There are methods that will produce much better beer, some of them complex, some of them (reasonably) simple. But for a straight out, chuck it in, forget about it type of brew, I think thats about as good as you'll get. When you're ready to move on from that, we'll be here to (happily) help you on your way. In the meantime, I think this will give you a big improvement.


----------



## olde

I picked up a couple of cans of Brigalow, a stout and a lager (for next to nothing). I'm thinking of tossing them into a twocan brew with 300g of brewing sugar (more free stuff I want to get rid of). I've a choice of yeasts, Safale us-05, S-04, and Nottingham. Which should I use?


----------



## Bribie G

Probably the Nottingham. I would tend to chuck in some aley hops like some fuggles or goldings (teabag boiled 10 minutes) as the Brigalows I have tried have virtually no hop character. If you want to introduce some malty character as well maybe steep some crystal malt and the resulting brew _might_ turn out like some sort of a dark Scottish ale?


----------



## Bizier

I got the brigalow fermenter kit and coopers fermenter kit at the same time, both came with a lager. I tried the syrup of both and decided never to go near Brigalow again, as it tasted like sugar water, not beer.

I made a toucan with both of these cans, and it is without a doubt the worst beer I have made to date. An experience that non-brewers call "homebrew".

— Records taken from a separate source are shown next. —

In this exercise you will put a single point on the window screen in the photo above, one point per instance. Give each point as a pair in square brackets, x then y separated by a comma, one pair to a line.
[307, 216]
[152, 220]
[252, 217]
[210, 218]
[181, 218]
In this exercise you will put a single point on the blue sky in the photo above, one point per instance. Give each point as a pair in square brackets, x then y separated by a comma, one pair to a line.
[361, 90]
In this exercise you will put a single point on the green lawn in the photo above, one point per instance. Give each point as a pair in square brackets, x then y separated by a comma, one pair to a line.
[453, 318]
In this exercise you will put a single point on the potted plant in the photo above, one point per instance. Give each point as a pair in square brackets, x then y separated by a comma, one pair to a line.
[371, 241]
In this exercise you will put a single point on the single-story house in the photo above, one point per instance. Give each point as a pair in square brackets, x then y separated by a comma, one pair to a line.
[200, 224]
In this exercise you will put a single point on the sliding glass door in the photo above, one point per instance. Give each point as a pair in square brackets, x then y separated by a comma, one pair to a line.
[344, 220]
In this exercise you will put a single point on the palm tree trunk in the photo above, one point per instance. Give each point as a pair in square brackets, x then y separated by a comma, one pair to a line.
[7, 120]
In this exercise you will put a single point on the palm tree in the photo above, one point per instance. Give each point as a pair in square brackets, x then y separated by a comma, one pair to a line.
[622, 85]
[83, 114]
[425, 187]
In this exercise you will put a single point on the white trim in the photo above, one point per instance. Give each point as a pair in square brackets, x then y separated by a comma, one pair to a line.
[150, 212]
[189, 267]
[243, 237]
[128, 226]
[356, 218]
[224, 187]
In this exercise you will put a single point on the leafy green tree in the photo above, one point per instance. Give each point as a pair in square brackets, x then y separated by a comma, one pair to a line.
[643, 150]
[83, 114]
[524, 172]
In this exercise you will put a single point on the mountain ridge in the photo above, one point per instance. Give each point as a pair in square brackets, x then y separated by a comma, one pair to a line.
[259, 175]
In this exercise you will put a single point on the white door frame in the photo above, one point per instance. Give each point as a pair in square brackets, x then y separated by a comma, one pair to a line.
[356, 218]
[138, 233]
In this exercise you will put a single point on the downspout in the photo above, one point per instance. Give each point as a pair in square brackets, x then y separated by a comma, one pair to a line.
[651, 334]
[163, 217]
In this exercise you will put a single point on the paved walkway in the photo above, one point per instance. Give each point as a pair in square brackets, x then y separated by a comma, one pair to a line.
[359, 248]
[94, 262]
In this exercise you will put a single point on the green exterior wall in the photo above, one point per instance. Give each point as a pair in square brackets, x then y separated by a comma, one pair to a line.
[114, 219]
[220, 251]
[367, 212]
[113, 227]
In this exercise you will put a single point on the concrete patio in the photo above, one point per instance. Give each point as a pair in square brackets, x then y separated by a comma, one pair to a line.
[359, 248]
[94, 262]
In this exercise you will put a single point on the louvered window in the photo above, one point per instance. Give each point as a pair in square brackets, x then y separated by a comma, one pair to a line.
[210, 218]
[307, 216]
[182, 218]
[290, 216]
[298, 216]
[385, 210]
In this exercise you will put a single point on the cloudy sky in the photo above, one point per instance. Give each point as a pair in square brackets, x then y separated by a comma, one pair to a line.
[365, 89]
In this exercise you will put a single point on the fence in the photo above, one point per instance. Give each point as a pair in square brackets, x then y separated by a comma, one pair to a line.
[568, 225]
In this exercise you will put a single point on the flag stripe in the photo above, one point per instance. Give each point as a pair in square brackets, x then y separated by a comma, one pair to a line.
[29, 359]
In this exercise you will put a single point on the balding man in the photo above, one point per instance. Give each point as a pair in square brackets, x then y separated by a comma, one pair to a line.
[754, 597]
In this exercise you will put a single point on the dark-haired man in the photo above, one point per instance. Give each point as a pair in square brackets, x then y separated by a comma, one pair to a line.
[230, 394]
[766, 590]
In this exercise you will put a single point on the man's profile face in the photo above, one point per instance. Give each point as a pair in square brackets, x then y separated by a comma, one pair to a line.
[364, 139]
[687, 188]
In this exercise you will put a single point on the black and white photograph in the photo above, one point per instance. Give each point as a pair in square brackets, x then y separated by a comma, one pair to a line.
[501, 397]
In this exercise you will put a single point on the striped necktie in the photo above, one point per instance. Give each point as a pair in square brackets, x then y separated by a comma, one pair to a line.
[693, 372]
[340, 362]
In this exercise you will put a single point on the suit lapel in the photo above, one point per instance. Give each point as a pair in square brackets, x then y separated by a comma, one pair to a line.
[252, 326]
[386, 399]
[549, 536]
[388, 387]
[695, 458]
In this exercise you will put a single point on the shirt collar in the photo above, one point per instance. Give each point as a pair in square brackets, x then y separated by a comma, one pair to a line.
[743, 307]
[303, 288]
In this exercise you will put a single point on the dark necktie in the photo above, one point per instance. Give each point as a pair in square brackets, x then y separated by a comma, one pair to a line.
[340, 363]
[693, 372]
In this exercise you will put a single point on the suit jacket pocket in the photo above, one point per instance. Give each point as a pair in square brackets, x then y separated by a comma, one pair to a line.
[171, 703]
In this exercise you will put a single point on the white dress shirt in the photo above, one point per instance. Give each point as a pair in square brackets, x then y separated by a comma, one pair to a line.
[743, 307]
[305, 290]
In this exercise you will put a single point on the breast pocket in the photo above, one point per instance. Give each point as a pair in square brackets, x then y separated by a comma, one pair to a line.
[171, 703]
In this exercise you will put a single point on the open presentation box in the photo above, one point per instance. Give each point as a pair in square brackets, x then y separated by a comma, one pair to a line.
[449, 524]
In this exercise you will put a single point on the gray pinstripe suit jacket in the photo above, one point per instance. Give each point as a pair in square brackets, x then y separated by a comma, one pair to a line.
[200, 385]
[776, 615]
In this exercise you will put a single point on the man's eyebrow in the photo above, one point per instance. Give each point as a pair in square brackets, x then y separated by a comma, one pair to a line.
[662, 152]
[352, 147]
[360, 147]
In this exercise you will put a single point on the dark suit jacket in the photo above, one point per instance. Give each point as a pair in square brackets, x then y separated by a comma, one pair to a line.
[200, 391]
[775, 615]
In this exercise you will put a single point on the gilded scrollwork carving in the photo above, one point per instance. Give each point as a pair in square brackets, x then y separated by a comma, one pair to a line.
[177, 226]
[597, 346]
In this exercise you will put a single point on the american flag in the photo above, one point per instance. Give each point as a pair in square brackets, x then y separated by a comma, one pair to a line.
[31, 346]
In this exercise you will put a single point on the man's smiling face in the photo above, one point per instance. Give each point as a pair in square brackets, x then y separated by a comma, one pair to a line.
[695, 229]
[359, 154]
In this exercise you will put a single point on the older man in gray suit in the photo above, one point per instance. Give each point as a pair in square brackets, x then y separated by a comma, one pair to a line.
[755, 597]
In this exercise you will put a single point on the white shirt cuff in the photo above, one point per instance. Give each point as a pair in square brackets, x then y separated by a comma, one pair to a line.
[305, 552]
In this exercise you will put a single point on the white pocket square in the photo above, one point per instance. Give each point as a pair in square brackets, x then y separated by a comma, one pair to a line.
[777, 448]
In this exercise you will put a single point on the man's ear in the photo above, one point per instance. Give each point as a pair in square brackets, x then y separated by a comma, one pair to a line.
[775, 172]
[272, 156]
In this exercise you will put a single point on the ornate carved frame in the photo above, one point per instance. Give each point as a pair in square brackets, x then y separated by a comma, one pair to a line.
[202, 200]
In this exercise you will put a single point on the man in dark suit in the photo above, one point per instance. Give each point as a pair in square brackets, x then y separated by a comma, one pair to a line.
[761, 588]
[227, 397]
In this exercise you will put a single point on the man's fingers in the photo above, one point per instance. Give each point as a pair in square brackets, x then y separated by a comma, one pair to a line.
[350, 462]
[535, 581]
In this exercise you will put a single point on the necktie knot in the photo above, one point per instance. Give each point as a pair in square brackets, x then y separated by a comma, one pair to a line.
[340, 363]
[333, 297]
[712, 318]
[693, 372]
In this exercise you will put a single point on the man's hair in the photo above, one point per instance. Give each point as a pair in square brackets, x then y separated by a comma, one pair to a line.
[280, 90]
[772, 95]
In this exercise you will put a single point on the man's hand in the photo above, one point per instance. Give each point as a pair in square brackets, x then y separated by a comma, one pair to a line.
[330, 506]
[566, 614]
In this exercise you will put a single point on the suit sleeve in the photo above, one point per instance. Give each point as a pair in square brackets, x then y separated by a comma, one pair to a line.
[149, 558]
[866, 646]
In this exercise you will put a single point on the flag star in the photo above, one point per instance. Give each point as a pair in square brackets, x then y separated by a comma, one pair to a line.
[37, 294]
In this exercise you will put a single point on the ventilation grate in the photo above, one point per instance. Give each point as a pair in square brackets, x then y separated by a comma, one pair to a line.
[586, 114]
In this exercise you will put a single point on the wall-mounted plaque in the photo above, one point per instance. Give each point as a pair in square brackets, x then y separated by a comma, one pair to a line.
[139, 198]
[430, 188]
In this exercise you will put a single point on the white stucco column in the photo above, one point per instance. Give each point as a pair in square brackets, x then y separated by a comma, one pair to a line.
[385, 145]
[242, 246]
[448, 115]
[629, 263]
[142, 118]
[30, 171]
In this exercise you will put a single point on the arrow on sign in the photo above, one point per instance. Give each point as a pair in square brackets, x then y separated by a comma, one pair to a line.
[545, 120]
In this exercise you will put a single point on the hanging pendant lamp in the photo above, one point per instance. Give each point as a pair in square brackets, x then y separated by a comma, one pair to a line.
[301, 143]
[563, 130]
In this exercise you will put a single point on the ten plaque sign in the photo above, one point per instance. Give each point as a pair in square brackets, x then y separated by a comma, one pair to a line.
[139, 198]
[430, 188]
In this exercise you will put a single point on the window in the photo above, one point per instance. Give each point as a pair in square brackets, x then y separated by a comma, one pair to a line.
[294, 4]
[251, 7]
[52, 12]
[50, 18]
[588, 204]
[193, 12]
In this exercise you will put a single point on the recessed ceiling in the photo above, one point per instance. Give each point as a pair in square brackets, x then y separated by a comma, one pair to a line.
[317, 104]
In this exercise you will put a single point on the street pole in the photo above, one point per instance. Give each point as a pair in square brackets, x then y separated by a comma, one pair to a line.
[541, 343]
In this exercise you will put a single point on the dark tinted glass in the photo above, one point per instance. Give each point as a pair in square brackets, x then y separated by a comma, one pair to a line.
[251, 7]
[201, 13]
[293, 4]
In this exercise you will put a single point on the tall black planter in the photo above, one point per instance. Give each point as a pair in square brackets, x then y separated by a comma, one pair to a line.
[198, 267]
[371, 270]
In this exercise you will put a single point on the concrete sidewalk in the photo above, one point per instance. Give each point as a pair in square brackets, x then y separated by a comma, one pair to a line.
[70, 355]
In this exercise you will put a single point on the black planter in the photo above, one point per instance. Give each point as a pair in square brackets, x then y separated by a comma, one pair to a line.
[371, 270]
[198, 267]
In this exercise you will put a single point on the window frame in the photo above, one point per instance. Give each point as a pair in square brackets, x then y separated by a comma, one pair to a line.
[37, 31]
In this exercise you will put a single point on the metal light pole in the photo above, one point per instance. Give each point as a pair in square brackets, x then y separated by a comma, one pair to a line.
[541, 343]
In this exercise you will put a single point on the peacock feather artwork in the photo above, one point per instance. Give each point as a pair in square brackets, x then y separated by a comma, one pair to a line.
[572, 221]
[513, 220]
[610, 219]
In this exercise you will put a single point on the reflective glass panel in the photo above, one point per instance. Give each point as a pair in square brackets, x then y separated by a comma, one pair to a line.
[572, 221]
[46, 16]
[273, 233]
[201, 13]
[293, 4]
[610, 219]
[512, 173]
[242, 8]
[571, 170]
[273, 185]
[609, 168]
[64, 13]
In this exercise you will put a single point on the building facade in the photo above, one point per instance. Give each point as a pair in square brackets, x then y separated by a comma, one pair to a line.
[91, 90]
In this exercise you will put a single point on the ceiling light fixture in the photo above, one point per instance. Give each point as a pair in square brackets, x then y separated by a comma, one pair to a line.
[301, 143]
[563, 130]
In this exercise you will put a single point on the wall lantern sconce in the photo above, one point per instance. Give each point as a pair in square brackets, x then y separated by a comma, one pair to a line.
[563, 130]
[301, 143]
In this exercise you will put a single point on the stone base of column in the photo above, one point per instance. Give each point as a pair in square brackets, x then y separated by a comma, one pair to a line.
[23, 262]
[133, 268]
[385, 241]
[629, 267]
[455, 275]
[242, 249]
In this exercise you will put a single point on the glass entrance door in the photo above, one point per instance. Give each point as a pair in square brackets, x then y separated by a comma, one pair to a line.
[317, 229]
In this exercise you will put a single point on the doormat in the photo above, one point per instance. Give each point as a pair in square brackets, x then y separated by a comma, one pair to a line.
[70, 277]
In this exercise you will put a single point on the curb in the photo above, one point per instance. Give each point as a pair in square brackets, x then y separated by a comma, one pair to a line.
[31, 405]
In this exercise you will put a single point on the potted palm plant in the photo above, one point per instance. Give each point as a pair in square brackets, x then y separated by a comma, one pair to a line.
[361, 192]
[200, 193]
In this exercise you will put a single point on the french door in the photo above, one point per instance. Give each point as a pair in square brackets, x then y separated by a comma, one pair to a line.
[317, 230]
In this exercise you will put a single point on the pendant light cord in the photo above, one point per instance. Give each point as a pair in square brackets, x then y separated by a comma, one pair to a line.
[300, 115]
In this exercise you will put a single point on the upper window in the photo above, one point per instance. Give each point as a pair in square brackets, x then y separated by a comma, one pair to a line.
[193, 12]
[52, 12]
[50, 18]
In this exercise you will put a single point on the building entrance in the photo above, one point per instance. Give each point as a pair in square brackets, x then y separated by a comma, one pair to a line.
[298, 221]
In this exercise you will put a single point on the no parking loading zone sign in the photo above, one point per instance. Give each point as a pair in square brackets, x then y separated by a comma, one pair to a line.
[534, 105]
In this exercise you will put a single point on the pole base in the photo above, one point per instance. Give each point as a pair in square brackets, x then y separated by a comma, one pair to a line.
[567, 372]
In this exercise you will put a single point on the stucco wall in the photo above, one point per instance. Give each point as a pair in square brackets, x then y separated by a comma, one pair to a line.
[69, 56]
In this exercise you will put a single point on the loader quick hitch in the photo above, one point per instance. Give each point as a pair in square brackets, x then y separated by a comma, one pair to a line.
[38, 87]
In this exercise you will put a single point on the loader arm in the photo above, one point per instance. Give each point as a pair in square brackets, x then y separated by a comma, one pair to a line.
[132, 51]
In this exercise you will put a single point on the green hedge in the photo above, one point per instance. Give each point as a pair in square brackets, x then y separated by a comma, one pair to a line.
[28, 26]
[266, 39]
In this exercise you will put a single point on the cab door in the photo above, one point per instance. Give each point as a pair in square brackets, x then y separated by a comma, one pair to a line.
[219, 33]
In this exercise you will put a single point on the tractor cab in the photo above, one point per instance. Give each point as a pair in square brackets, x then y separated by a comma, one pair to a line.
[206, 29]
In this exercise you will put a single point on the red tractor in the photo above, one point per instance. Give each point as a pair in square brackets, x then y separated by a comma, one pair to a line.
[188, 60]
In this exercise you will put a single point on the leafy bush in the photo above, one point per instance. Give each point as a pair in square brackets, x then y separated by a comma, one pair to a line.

The fermenter works fine though...


----------



## olde

Thanks for the reply.
Can't really add crystal malt, it's not available in town and I'd like to put the brew down this arvo, so mail is out of the question. The only hops I have at present is Saaz, which I thought might be wasted, but I'd happily lob it in there if it wouldn't get lost.


----------



## petesbrew

I made a not-too-bad JS Golden Ale last year with the brewiser wheat kit. Haven't tried any of the others though.


----------



## BungalowBill

Have a look at this site,

http://www.thebrewshop.com.au/beer-recipe-...b5ef610d7766f6a

I like a bitter beer and I havent given them a try Yet! but as they say they are not the same just a starting point.
My local HBS is 50 odd k's away so at the moment have to be content with Coopers till I can get there.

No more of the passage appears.